Leggi anche: Supporto Nutrizionale agli Atleti
«I soggetti maggiormente a rischio sono gli uomini, così come, percentualmente parlando, sono le donne quelle maggiormente esposte all’anoressia. La fascia certamente più colpita è quella dei 25 ai 35 anni, ma non manca una crescente fetta di persone over 40, che spinta dall’idea di riconquistare la propria giovinezza attraverso l’allenamento, si lascia gradualmente attrarre da allenamenti sempre più duri e frequenti e un’alimentazione molto rigida, sino a trovarsi vittima di una vera e propria ossessione», racconta la dottoressa Esposito.
Il Parere dello Psicologo
«Entrambe le condizioni, ortoressia e vigoressia, sono espressione di una certa rigidità ossessiva, che può essere già presente come tratto di personalità oppure rappresentare una forma comportamentale che nasce e si irrigidisce con il sintomo stesso. In entrambi i casi sono manifestazioni insidiose perché appaiono in maniera non riconosciuta come problematica, anzi come modo di rispondere pienamente alle richieste di una società etica, prestazionale e molto incentrata sull’esteriorità», spiega il dottor Tommaso Zanella, psicologo e studioso di nuove dipendenze.

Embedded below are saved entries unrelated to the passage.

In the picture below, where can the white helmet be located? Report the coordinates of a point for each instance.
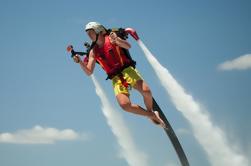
(97, 27)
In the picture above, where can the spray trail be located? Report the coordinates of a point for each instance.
(211, 137)
(132, 155)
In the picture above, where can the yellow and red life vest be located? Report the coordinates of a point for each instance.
(112, 58)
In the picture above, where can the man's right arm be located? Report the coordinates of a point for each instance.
(88, 67)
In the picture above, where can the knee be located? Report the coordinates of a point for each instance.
(146, 90)
(125, 106)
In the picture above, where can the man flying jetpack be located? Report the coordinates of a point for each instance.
(109, 48)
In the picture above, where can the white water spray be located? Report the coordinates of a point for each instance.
(129, 151)
(211, 137)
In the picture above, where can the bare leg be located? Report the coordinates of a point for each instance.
(125, 104)
(145, 91)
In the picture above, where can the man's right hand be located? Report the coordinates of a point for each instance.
(76, 58)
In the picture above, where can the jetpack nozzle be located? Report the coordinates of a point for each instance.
(133, 33)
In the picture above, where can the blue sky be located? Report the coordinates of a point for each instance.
(43, 91)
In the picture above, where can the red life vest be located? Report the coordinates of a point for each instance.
(112, 58)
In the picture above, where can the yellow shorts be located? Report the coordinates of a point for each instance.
(131, 76)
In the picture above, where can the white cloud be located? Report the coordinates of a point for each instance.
(183, 131)
(240, 63)
(128, 148)
(213, 139)
(40, 135)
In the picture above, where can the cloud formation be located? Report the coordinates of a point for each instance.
(40, 135)
(212, 139)
(240, 63)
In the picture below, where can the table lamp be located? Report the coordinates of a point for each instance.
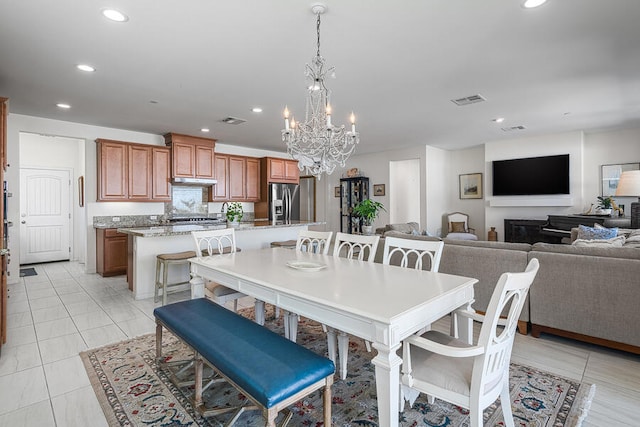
(629, 186)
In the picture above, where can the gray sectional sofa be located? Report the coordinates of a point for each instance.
(585, 293)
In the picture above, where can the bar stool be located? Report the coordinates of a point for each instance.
(163, 261)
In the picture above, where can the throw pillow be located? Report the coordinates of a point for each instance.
(593, 233)
(615, 242)
(634, 236)
(458, 227)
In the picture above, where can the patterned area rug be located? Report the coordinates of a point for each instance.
(134, 391)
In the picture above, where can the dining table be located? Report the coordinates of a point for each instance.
(382, 304)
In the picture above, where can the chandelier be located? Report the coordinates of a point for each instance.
(316, 143)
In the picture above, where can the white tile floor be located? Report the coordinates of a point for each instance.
(62, 311)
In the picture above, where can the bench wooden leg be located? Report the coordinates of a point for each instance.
(326, 402)
(158, 341)
(197, 398)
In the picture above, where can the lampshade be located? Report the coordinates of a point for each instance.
(629, 184)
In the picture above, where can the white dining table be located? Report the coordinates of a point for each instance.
(382, 304)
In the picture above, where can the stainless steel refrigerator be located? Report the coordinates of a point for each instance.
(284, 202)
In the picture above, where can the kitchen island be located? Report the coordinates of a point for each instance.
(145, 243)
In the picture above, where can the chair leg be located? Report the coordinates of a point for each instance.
(343, 351)
(155, 292)
(505, 403)
(165, 278)
(331, 344)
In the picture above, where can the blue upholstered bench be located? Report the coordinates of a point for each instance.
(269, 369)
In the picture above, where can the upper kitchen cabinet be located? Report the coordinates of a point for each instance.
(281, 170)
(238, 179)
(191, 156)
(132, 172)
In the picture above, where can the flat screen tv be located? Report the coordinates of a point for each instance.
(531, 176)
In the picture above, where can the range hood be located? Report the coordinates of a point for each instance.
(194, 181)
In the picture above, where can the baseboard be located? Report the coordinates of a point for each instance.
(536, 330)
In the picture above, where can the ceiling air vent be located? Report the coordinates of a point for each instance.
(513, 128)
(468, 100)
(233, 121)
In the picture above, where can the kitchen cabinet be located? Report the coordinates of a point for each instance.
(282, 170)
(133, 172)
(238, 179)
(161, 173)
(352, 192)
(111, 252)
(191, 156)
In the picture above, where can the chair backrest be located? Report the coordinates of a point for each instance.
(458, 217)
(492, 366)
(212, 242)
(413, 253)
(356, 246)
(317, 242)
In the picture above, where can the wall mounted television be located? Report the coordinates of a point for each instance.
(531, 176)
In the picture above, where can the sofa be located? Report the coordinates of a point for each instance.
(583, 293)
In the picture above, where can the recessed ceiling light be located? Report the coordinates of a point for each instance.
(530, 4)
(85, 67)
(115, 15)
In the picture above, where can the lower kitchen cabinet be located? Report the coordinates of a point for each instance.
(111, 252)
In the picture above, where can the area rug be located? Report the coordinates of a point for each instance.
(134, 391)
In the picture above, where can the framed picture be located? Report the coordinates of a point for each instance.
(611, 176)
(378, 189)
(471, 186)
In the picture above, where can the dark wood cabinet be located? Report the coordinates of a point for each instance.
(352, 192)
(139, 172)
(112, 171)
(161, 176)
(191, 156)
(111, 252)
(129, 172)
(238, 179)
(282, 170)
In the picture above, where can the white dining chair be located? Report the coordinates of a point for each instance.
(470, 375)
(418, 254)
(317, 242)
(215, 242)
(362, 248)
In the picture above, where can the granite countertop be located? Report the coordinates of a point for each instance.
(176, 230)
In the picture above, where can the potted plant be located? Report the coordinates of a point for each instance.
(368, 210)
(234, 213)
(605, 205)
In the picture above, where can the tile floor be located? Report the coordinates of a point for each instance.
(61, 311)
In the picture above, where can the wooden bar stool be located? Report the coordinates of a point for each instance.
(163, 261)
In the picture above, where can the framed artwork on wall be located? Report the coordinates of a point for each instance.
(611, 176)
(471, 186)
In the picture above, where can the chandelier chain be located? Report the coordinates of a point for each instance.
(316, 143)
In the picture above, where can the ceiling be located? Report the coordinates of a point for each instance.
(179, 66)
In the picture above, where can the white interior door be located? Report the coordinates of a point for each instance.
(44, 215)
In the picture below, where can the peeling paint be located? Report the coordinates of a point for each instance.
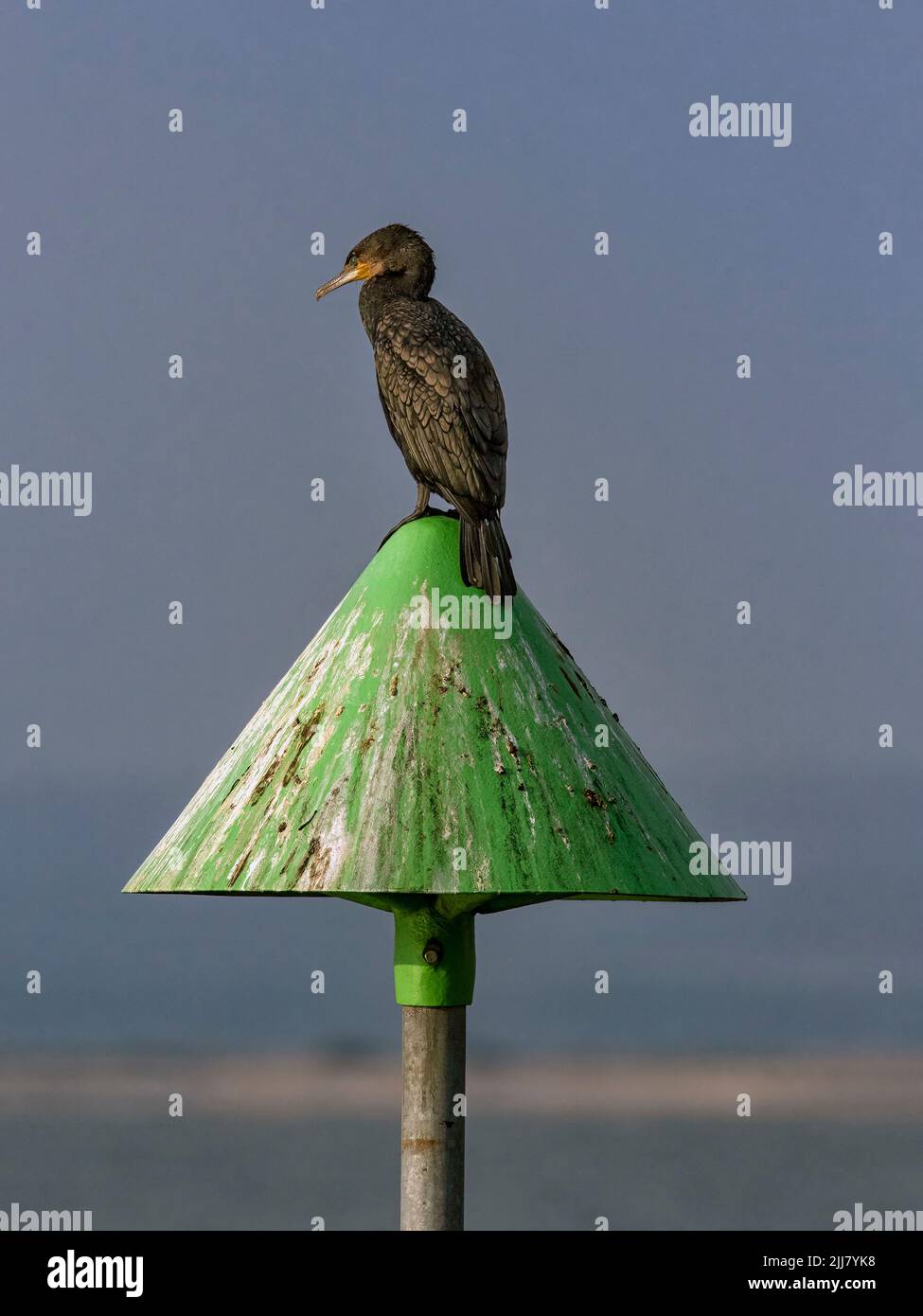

«Come tutti i comportamenti socialmente accettati non è semplice capire quando si stia esagerando. In generale è sicuramente fondamentale prestare attenzione all’aspetto relazionale: sebbene spesso i soggetti afflitti da certe dipendenze finiscano con il ridurre le proprie frequentazioni a individui con la medesima visione del cibo o dell’esercizio fisico, è importante sostenere anche e soprattutto le relazioni con amici e familiari in grado di aiutare a comprendere eventuali eccessi», continua il dottor Zanella.
«Per capire se una nostra abitudine si sta tramutando in ossessione è importante badare ai propri comportamenti. Se mangiare una volta ogni tanto “al di fuori delle regole” ci provoca un disagio particolarmente intenso o se saltare un allenamento è condizione sufficiente a provocarci ansia, sarebbe il caso di iniziare a riflettere e magari cercare aiuto in amici e parenti, ma soprattutto rivolgersi a un esperto.